Mais avant que je ne réponde aux questions, rappelez-vous, l'an dernier, le message de la Guignolée des médias qui disait: cet enfant n'aura pas de quoi manger à Noël. C'était évidemment un mensonge, puisqu'à Noël, tout le monde a de quoi manger, justement grâce à ces campagnes de charité qui font leurs choux gras – si vous me permettez l'expression – de cette culpabilité épisodique, et dont je vous soulignais surtout qu'elles sont bien insuffisantes.

Avez-vous entendu le nouveau message radio pour la Guignolée des médias cette année? Disons qu'ils ont un peu rectifié le tir. Un prof y demande à ses élèves ce qu'ils souhaitent pour Noël. Le premier répond qu'il veut un snowboard, genre. Le second, lui, qu'il voudrait avoir à manger à tous les jours de l'année. Pas à Noël, pas à Pâques, pas à la Saint-Jean-Baptiste: TOUTE L'ANNÉE.

D'accord pour le plaster, M. Tessier. Mais qu'est-ce qu'on fait après, quand ça continue de saigner?

Maintenant, je réponds à votre autre question: qu'est-ce que je fais pour aider les pauvres, et les itinérants en particulier? Pour les itinérants, pas grand-chose, mais disons que je commence par ne pas les mépriser. Parfois, je leur donne des sous, mais la plupart du temps, non. Ce que je fais alors? Je les regarde dans les yeux, je leur fais un sourire qui veut dire: désolé, pas pour cette fois-ci, mon vieux. "Merci quand même, bonne journée", répondent-ils souvent. Cette politesse, même feinte, me fait sentir très, très petit.

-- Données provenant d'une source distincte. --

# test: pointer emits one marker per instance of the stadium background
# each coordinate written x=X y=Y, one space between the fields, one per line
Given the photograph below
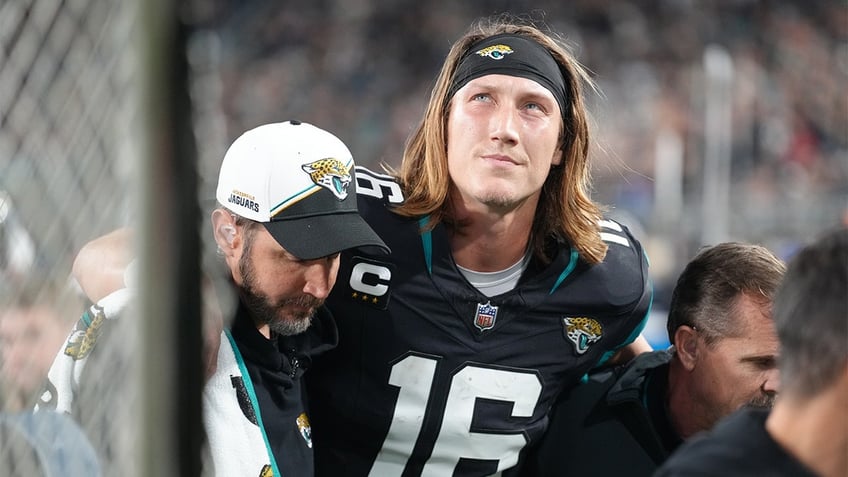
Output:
x=718 y=120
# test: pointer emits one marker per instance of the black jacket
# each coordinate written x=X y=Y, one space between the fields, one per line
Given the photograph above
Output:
x=615 y=423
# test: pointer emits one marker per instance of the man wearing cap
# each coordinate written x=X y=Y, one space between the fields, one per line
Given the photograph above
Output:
x=287 y=207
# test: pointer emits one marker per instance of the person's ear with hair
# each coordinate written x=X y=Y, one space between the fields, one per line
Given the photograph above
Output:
x=686 y=345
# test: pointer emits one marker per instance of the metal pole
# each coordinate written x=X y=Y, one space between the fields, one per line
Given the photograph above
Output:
x=169 y=251
x=715 y=203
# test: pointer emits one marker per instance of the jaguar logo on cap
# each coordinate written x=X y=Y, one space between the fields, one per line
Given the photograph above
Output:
x=330 y=174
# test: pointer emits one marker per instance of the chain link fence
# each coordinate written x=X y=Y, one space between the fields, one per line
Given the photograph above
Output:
x=69 y=144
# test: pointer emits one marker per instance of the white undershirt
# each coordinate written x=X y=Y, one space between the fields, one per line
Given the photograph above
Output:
x=495 y=283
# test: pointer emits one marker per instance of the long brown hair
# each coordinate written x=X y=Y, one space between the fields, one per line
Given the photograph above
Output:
x=565 y=211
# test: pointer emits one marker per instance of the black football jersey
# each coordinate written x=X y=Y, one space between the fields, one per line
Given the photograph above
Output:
x=433 y=378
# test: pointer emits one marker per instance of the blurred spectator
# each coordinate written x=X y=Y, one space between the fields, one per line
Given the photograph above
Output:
x=33 y=327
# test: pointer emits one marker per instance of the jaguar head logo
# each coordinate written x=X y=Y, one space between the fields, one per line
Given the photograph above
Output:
x=582 y=332
x=330 y=174
x=495 y=52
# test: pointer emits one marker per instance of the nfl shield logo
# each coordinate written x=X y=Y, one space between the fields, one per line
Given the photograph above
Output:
x=486 y=316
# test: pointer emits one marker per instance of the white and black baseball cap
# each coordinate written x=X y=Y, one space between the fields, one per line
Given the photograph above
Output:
x=298 y=180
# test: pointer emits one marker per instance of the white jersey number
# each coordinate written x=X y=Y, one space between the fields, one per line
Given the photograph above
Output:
x=414 y=376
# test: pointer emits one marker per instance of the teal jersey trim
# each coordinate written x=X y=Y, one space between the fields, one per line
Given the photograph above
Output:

En ce qui concerne les pauvres, de manière plus générale, je paie des masses de fric, comme vous sans doute. Cela s'appelle des impôts, des taxes. Je chiale un peu, je rechigne, comme tout le monde, mais je me raisonne en me répétant que c'est normal, que je vis très bien, que je fais ainsi ma part.

C'est après que ça se gâte. Quand les politiciens prennent possession de mon fric. Et du vôtre. Car il n'y a pas pire cynisme que celui de gens censés défendre des idéaux et qui prennent la pauvreté comme une chose triste, mais inévitable, comme une simple fatalité. Des gens qui parlent de redistribution de la richesse, mais qui n'y croient simplement pas, alors qu'ils sont les seuls à pouvoir vraiment changer la donne.

J'emprunte une vieille formule afin de conclure que, pour ces politiciens, et pour le public en général qui votera aux prochaines élections à la faveur de baisses d'impôts et non d'une meilleure utilisation de cet argent, votre récit constitue malgré tout un drame.

Le problème, c'est que parmi mille histoires comme la vôtre, étalées sur toute l'année, la vie brisée de Jean-Pierre ne devient qu'une statistique. Un autre cas à inscrire dans la colonne des moins que zéro.